WASHINGTON, Aug 5 (IslamOnline & News Agencies) - Extreme right-wing Israeli Prime Minister Ariel Sharon justified Sunday his troops' policy of assassinations, and ruled out allowing international monitors into the region as occupation forces assassinated a Palestinian Hamas activist in the city of Tulkarem in the occupied West Bank, news agencies reported.

Amer Al-Hodeiry, 20, was driving his car in Tulkarem when Israeli helicopter rockets attacked the city, reducing his car to a burned-out shell, and injuring four other Palestinians, a Hamas source said.

Hamas blamed Israeli forces for the attack, confirming that Sharon's policy of assassination and physical liquidation of Palestinian resistance activists - what Israel terms "targeted killings" - will only be met with an equally severe Hamas answer, Al-Jeel press reported. 

Palestinian minister of information, Yasser Abd Rabbo, emphasized Sunday that Israel's assassination policy is pushing the region towards an all-out bloody confrontation.

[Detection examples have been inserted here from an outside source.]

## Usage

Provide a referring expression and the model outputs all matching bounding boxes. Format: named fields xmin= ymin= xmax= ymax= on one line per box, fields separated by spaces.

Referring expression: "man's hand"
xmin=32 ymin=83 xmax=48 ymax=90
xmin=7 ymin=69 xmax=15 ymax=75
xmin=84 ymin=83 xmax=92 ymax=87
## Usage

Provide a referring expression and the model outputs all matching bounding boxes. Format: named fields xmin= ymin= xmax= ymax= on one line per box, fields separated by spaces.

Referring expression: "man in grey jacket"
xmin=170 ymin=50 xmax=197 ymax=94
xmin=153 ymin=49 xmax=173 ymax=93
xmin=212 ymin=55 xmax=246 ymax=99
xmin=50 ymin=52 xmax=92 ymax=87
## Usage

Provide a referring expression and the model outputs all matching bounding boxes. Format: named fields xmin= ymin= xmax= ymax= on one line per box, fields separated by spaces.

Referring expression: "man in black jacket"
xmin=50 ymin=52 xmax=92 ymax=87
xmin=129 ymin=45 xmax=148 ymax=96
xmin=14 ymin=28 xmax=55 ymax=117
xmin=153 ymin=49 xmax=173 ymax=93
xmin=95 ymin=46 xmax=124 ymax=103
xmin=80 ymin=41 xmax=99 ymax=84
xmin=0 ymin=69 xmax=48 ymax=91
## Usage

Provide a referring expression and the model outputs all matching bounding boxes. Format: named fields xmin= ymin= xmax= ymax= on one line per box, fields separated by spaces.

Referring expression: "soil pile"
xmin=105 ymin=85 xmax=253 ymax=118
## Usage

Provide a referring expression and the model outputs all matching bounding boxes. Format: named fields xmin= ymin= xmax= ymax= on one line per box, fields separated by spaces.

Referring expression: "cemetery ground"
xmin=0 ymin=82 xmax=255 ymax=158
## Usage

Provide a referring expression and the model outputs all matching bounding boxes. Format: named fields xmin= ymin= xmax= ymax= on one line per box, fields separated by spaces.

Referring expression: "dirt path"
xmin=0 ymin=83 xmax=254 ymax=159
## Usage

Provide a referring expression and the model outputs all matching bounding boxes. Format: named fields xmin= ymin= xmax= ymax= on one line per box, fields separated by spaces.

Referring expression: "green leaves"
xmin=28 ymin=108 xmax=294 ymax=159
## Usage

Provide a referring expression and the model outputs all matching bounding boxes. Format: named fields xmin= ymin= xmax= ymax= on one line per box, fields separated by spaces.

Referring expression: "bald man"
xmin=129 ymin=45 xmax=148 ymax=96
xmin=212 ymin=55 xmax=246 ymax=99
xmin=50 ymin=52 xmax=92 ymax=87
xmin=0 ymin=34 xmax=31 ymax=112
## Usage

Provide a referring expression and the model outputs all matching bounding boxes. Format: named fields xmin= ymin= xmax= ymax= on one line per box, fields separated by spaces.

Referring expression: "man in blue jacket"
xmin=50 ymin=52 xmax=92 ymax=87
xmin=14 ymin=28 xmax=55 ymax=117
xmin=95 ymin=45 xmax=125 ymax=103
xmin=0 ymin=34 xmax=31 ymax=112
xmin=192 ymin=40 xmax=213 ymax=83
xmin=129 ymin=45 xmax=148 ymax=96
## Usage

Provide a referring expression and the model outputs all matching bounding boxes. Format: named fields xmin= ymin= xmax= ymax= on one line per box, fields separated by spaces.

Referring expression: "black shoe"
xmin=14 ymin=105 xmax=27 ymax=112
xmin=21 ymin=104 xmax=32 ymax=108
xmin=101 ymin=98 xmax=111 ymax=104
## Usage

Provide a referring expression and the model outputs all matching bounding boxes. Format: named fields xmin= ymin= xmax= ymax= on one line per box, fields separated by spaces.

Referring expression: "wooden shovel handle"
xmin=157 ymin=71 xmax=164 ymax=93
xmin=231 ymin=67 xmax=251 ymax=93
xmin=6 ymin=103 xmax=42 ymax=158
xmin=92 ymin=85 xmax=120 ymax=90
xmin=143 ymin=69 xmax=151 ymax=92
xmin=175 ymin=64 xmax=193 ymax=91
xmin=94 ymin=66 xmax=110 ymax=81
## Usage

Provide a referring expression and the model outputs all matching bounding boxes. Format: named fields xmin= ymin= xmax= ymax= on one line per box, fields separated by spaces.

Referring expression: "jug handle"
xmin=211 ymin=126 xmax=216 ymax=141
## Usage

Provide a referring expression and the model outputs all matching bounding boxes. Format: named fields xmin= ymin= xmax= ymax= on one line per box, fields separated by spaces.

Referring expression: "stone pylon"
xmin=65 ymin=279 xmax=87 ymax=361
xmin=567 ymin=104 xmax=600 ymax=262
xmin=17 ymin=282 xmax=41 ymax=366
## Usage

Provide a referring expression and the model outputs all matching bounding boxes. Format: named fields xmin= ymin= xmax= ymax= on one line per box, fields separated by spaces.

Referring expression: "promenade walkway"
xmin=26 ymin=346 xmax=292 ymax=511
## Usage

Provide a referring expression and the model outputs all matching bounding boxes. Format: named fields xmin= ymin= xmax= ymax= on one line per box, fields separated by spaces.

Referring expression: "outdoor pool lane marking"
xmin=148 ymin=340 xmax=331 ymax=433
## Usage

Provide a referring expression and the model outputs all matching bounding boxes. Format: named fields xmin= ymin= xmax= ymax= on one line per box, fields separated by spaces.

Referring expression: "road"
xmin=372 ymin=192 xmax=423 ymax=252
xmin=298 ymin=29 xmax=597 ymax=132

"The Israeli assassinations will necessarily trigger a reaction and further widen the scope of confrontation," said Abd Rabbo in a press conference at El-Bireh press center.

"Any reaction to this bloody assassination is the responsibility of Israel alone," added Abd Rabbo. "Israel has clearly opted for a free murder of Palestinians after it failed to impose its will on them."

Abd Rabbo further blamed the U.S. - the main sponsor of Middle East peace - for increased Israeli aggressions against Palestinians.

"The U.S. administration's indecisiveness about implementing the G8 summit recommendations has only spurred more Israeli violence and aggression," Abd Rabbo said, adding that the Palestinian Authority will continue calling for international observers at the United Nations Security Council regardless of an expected U.S. veto.

Sharon said the murders were a legitimate act of self-defense that would continue unless Palestinian President Yasser Arafat reined in occupation resistance activities.

"They would like to bring us to conduct negotiation under terror, and though we are committed to peace, one thing I can assure you, we are not going to negotiate under threat of terror and fire," he said.

Sharon described the assassination policy as a "defensive counter terrorism measure" designed to avert mass killings.

He said in an interview with Fox News Sunday that he had no doubt "the strategy of the Palestinian authority is a strategy of terror."

Sharon said Israel had provided Arafat with a list of some 100 names of Palestinians he said were currently preparing resistance operations against the Israeli occupation of Arab land, in place since 1948.

Israel's assassination policy was widely condemned following Tuesday's rocket attack in the West Bank city of Nablus, which killed six members of the Islamic resistance group Hamas. The U.S. State Department was unusually outspoken, stating firm U.S. opposition to the policy, which it described as provocative.

Israel struck again Saturday targeting Palestinian activists in which a member of Force 17, the elite Palestinian guard, was injured.